Tuesday, June 19, 2012

Cape Coast: Visiting the Cape Coast and Elmina Forts – by Brian Plaia


For over three hundred years the colonial forts in Cape Coast have stood, their presence a solemn reminder of the horrors of history that had taken place in a time that will never and should never be forgotten.

Fortresses like these were romanticized in movies like Pirates of the Caribbean where Johnny Depp is swinging about joyously trying to escape British arrest. The stark reality however, is that many a soul had been led to forts of similar fashion on the Gold Coast never to return outside the walls, let alone the dungeons.

Enslaved Africans were kept in cramped conditions, often where three hundred men would be thrown into a room no bigger than the size of a typical classroom and locked in with little to no air circulation, and at most one small window for light. There were no restrooms, beds, or even mats. Enslaved Africans stood and slept in their own urine, feces, and blood, among the dead and the dying.

For those who resisted, they were taken to the cell of the condemned, where was no circulation or light. The condemned were locked inside this cell with no light and no food. The condemned stayed in the cell until they died of starvation, when their bodies would be brought out and thrown into the sea.
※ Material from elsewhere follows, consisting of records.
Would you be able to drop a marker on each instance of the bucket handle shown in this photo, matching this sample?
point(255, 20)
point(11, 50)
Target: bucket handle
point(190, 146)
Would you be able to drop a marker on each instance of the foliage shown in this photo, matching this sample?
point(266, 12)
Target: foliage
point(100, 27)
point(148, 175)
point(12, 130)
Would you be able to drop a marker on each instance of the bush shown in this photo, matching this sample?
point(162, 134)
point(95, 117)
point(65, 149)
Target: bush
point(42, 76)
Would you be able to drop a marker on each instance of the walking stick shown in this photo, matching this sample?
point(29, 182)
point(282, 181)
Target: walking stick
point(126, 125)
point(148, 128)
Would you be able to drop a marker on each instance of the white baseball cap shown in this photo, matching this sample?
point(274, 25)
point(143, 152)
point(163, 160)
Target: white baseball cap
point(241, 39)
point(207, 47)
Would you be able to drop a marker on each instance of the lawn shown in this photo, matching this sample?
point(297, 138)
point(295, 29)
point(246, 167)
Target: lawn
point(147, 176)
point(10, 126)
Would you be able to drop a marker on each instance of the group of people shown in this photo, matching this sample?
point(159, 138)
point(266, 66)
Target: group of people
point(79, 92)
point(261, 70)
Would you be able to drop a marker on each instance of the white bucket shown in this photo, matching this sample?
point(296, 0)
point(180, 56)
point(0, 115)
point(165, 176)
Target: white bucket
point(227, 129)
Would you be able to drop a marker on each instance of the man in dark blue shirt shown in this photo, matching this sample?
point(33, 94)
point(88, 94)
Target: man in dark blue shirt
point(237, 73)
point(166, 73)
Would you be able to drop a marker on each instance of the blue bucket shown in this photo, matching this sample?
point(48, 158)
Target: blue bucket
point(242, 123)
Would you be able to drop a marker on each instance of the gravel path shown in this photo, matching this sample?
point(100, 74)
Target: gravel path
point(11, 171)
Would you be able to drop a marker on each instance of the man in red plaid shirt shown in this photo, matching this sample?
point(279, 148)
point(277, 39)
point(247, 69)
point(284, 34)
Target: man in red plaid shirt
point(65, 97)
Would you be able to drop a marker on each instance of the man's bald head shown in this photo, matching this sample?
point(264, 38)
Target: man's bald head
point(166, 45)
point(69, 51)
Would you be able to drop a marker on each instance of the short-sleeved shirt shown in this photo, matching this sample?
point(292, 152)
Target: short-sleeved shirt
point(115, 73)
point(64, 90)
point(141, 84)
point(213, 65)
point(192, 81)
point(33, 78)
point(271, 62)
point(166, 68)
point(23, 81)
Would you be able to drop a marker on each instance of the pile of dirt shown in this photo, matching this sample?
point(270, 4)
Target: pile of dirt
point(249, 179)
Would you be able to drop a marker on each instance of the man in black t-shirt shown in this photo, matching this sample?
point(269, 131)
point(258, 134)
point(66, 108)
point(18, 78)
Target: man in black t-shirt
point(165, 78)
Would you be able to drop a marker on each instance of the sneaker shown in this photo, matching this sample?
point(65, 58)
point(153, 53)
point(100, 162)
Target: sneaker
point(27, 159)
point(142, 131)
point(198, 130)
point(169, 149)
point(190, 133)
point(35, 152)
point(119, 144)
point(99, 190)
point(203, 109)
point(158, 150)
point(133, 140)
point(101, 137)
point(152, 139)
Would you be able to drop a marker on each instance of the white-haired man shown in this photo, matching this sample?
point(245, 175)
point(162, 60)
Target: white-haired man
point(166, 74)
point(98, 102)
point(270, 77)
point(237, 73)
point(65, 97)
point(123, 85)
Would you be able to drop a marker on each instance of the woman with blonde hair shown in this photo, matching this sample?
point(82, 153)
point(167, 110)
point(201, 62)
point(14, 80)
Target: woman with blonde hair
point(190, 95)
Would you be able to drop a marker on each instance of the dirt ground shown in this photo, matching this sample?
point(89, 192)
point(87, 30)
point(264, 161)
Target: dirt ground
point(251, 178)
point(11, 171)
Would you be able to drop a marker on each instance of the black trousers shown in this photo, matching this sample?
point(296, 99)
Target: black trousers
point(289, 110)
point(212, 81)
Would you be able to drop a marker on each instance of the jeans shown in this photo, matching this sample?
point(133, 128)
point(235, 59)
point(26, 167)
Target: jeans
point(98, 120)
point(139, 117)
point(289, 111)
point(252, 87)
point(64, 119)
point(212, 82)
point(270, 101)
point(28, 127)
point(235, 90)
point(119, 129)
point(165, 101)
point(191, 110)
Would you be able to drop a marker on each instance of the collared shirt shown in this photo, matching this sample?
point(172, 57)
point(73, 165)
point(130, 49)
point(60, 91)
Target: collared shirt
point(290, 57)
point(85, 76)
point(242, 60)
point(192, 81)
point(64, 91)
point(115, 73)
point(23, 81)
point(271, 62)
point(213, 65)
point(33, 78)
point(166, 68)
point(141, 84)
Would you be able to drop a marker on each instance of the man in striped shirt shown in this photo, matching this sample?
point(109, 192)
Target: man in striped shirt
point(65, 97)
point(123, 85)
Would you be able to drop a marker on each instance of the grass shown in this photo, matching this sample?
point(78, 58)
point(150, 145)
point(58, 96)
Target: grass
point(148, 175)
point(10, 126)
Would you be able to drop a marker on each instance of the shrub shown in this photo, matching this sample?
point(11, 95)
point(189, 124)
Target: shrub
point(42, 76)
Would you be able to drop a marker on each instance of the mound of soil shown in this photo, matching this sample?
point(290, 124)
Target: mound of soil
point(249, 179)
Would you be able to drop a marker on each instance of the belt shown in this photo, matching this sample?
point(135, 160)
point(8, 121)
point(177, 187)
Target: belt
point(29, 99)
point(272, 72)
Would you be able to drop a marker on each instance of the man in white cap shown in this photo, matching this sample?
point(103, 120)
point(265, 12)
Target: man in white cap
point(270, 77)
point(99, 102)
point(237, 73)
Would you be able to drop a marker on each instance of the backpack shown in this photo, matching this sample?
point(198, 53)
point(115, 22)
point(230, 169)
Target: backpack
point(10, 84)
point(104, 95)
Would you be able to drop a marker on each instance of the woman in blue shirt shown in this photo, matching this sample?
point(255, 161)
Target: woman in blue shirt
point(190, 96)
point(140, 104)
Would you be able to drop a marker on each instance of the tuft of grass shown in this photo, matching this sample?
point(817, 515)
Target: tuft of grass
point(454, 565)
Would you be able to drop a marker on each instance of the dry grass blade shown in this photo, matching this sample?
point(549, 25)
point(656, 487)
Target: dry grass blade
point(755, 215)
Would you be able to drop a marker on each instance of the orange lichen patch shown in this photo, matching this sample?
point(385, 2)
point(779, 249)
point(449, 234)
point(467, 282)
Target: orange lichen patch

This process was intended to strike fear in the hearts of the enslaved.

Even the Door of No Return, the final point in the dungeon where the enslaved would be taken to awaiting ships for transport to the Americas and Europe, was purposely constructed to keep Africans under duress and strict control. Not wider than a foot across, one had to turn sideways to fit, and then duck his or her head simply to make it through the doorway.

Standing in the dungeons, the tour guide points out the fact that you cannot see the brick making up the floor underneath your feet. This is because a foot of compacted, and now dried, human waste comprises the floor.

Possibly the most hypocritical and sickening part of the fort was the church that was used by the colonial soldiers. Situated directly above the male dungeons, the church stands as a reminder of the travesties against humanity that was committed in these buildings.

The emotional effect of standing in these dungeons, having the lights turned off, and touching the steel doors that kept people captive in this fort is overwhelming. One cannot help but quietly and solemnly listen as the tour guide offers history on a particular part of the castle, only to have your mind flooded with images of what it actually could have been like standing in that very spot four to five hundred years prior. Everything here is as real as it gets. History books can only give you so much information but to see it up close and in color is a feeling that could never be replicated. We learn from history, and no matter how painful, these castles are a part of history that should never be removed. The experience of visiting Cape Coast and Elmina forts will last a lifetime.